Achievements and awards
- Distinguished Service Cross: 1945
- Member of the New Zealand Order of Merit: 2007

= Bob Glading =

New Zealand golfer

Robert Henry Glading (10 March 1920 – 19 August 2014) was a New Zealand golfer. He won consecutive New Zealand Open championships in 1946 and 1947.

==Biography==
Growing up in Lower Hutt, Glading earned pocket money as a golf caddy, and he caddied at the 1932 New Zealand Open at the Wellington Golf Club at Heretaunga.

As a 17-year-old amateur player, he entered the 1937 New Zealand Open in Hamilton, where he tied for 28th place. In the national amateur match-play championship that year he lost in the first round to Australian Harry Hattersley 4 and 3. The next year, Glading contested the 1938 New Zealand Open at Balmacewen in Dunedin, carding a 72-hole aggregate of 298, to finish 10 shots behind the champion, Bobby Locke, and reached the third round of the amateur match-play contest.

After finishing second in the 1939 North Island championship, losing on the second extra hole, Glading finished seventh in that year's New Zealand Open at Miramar, having been tied for the lead after the first round. He then once again reached the third round of the national amateur match-play.

In 1940, Glading won the North Island amateur championships, and in October that year he set a course record of 65, 9 under par, at the Hamilton Golf Club. He won the New Zealand amateur championship in 1942.

During World War II, Glading was an officer in the Royal New Zealand Naval Volunteer Reserve and served with the Royal Navy Fleet Air Arm, flying missions in Corsairs over Norway and in the Pacific. In November 1945 he was awarded the Distinguished Service Cross, for outstanding skill and courage while serving in air operations against the Japanese during July and August 1945.

In 1946, he played as an amateur in the New Zealand Open at the Manawatu Golf Club, using clubs that he had made himself, and won the event in a play-off after a four-round total of 306. He repeated the win the following year at New Plymouth with a three-shot victory over Alex Murray, carding rounds of 70, 68, 77 and 76.

At the Australian Open at Kingston Heath in 1948, Glading finished tied for eighth with Kel Nagle.
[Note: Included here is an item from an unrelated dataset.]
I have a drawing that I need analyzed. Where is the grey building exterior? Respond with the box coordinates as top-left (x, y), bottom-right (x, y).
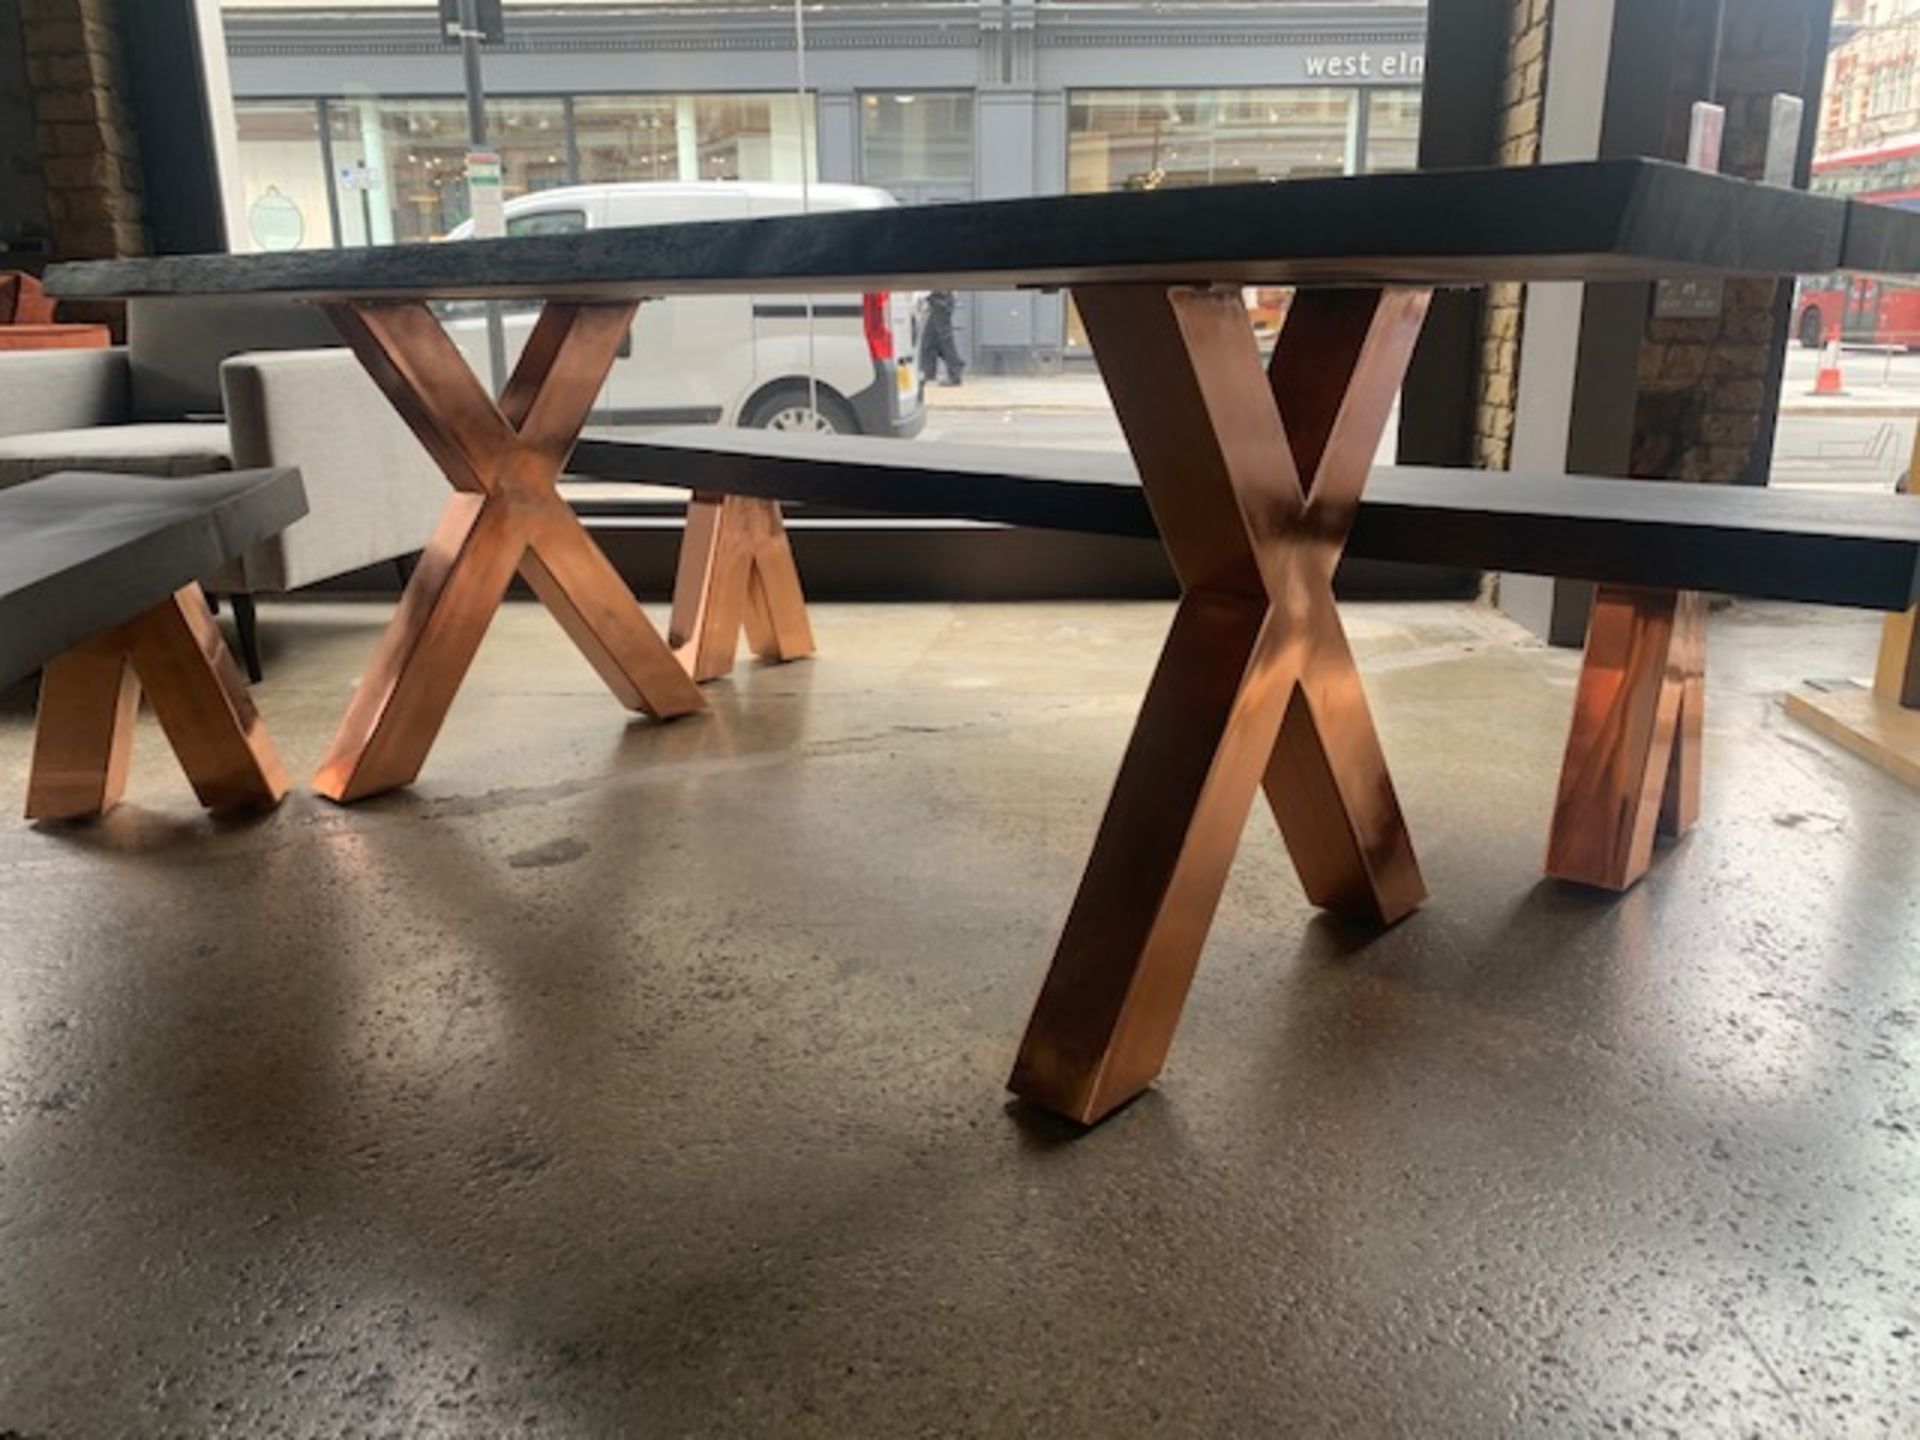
top-left (222, 1), bottom-right (1430, 369)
In 1949, Glading won the New Zealand PGA Championship at Hastings, defeating 1948 New Zealand Open champion Jim Galloway, 2 up.

Glading went to England in 1951 to follow a flying career. He entered The Open Championship in 1952, but was posted to HMS Indomitable and was unable to compete.

Partnered with D.L. Woon, Glading won the 1955 New Zealand amateur foursomes championship.

Glading and his family moved to South Africa in the early 1960s after he was offered a job while playing in the Commonwealth Tournament there in 1959. They later returned to New Zealand.

In 1999 Glading made his only hole-in-one, on the eighth hole at Muriwai. In the 2007 New Year Honours he was appointed a Member of the New Zealand Order of Merit, for services to golf.

As well as being a caddy, player and club maker, Glading wrote a column for golf magazine The Cut, did television commentary work and served on the board of The First Tee of New Zealand, a golfing charity.

Glading died at his home in the Auckland suburb of Northcross in 2014. At the time of his death he was the oldest surviving New Zealand Open champion.